Three years after the mysterious Middle East Respiratory Syndrome (MERS) virus first emerged in humans, scientists and drugmakers say there is no excuse for not having a vaccine that could have protected those now falling sick and dying in South Korea.
The facts behind the coronavirus that causes MERS have been slow to emerge, partly due to a secretive response in Saudi Arabia, which has suffered an outbreak stretching back to 2012.
But scientists do know that it is similar to the deadly Severe Acute Respiratory Syndrome (SARS) virus that it probably originated in bats that it is linked to camels and can pass from person to person. They also understand its molecular structure.
That all yields scientific detail for researchers to begin developing a vaccine, and there is clear frustration that work on one has barely begun.
The problem is that big pharmaceutical companies are uncertain about the economics of such a vaccine and no governments have yet offered to underwrite a major research effort.
“The question is: How long are we going to wait around and just follow these outbreaks before we get serious about making vaccines?” said Adrian Hill, a professor and director at the Jenner Institute at Britain’s Oxford University.
“There is no sign of MERS going away. It’s been around since 2012. And there is really clear evidence now of human-to-human transmission.”
South Korea said on Monday that 150 people there had been infected with MERS in an outbreak started by a businessman returning from the Middle East. Sixteen have died.
Most MERS infections and deaths have been in Saudi Arabia, where more than 1,000 people have been infected since 2012, and about 454 have died.
Yet cases of the disease have already been recorded in at least 25 countries, including the US, China and Britain. MERS, which causes coughing, fever and breathing problems, can lead to pneumonia and kidney failure.

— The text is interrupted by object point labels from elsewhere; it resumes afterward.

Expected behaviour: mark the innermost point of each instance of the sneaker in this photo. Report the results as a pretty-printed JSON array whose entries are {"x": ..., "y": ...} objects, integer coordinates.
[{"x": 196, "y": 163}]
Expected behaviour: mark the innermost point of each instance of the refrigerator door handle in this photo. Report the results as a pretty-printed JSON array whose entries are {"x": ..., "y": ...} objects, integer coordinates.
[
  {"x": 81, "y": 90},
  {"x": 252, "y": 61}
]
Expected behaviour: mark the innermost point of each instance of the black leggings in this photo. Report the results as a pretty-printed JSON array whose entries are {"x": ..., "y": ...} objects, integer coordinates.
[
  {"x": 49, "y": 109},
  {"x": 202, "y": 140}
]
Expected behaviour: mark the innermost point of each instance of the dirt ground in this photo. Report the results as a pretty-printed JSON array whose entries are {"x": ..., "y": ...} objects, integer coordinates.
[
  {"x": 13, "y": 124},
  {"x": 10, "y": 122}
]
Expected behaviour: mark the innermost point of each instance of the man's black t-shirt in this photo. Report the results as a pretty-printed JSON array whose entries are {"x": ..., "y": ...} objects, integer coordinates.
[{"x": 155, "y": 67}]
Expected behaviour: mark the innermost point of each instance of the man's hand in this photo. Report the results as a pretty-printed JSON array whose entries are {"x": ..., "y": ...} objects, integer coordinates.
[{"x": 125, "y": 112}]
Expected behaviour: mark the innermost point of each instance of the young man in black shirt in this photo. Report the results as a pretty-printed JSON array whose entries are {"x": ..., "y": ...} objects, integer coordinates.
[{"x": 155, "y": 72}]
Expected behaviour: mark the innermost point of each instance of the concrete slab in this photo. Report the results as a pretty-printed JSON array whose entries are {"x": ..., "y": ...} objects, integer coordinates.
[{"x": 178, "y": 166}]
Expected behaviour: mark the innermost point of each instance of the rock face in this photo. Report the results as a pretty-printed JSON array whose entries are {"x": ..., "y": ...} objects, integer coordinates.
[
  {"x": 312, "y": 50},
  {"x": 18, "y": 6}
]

Some scientists suspect it has probably crossed other international boundaries undetected, since diagnosing MERS and distinguishing it from other respiratory illnesses that kill elderly or sick people in hospital may not always be possible.
MERS infection is caused by a coronavirus from the same family as the one behind SARS, which killed about 800 people worldwide in 2002-03.
High death rate
MERS has a much higher death rate — 38% versus about 10% for SARS, according to World Health Organisation figures — but it also spreads more slowly from person to person, making it less of a threat, for now.
“The chances are that South Korea will control it,” said Mr Hill. “But should we be taking this risk? No. Should we have made a MERS vaccine? Yes. Could anyone have afforded it? Yes, the government of Saudi Arabia. So should something be done? Yes, someone should go and develop a MERS vaccine sooner rather than later.”
So far only a handful of small biotechs, including Greffex, Inovio and Novavax, has done any MERS vaccine work and their research is still preclinical.
Larger drugmakers, however, such as GlaxoSmithKline, are keeping an eye on the situation.
“We don’t have an active MERS programme, but we are certainly thinking about what we should do if this becomes an issue,” said Ripley Ballou, an infectious diseases expert at GlaxoSmithKline, who has led the company’s Ebola vaccine work.
“There is a threat list of diseases that people think are potentially going to do something and MERS is at the top.”
For profit-orientated drug companies, the problem is working out who is going to use a vaccine, who is going to pay for it and whether this is a commercial market.
Many experts, including billionaire philanthropist and champion of global health Bill Gates, now argue there should be a much more structured process whereby governments and companies work together to back early vaccine development work.
It is not as if we do not have the scientific know-how.
“Viruses are pretty simple organisms and they all have antigens on their surface that are necessary to get them inside cells,” said Mr Ballou.
“Everybody knows what the target for MERS is, it is the core spike protein, which is one of things that targets the cell receptor and allows it to get in. It’s a single protein that can be used to induce an immune response.”